MiniMax-Text-01 is trained at a 1-million-token context and can extrapolate to up to 4 million tokens at inference — among the longest contexts available when it launched. Its lightning (linear) attention is what makes processing such long inputs affordable; MiniMax reports 100% accuracy on a 4M-token Needle-In-A-Haystack retrieval test and a 0.910 RULER score at 1M tokens.
What architecture does MiniMax-Text-01 use?
It is a Mixture-of-Experts model with 456 billion total parameters and 45.9 billion activated per token across 32 experts (Top-2 routing) over 80 layers.
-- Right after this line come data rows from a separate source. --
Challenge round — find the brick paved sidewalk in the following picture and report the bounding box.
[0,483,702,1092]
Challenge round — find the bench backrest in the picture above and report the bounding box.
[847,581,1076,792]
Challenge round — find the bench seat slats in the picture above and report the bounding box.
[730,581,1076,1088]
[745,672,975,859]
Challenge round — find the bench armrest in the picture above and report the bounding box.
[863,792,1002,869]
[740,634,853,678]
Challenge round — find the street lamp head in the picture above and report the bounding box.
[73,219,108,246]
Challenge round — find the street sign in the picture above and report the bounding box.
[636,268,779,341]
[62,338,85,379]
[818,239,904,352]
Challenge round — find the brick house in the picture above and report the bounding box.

Its attention stack is hybrid: within every 8 layers, 7 use lightning (linear) attention and 1 uses standard softmax attention, which keeps long-context cost close to linear.
Is MiniMax-Text-01 open source, and what license applies?
The weights are openly downloadable on Hugging Face and GitHub under MiniMax's custom Model License Agreement (the code is MIT-licensed). It allows self-hosting and commercial use but adds conditions — for example, naming and attribution requirements and a restriction on using outputs to improve other large language models — so it is open-weight rather than a standard OSI license like Apache 2.0.
Does MiniMax-Text-01 support images or audio?
No. MiniMax-Text-01 is text-only. Image understanding is handled by the separate MiniMax-VL-01 vision-language model, which adds a vision encoder on top of the same MiniMax-01 base.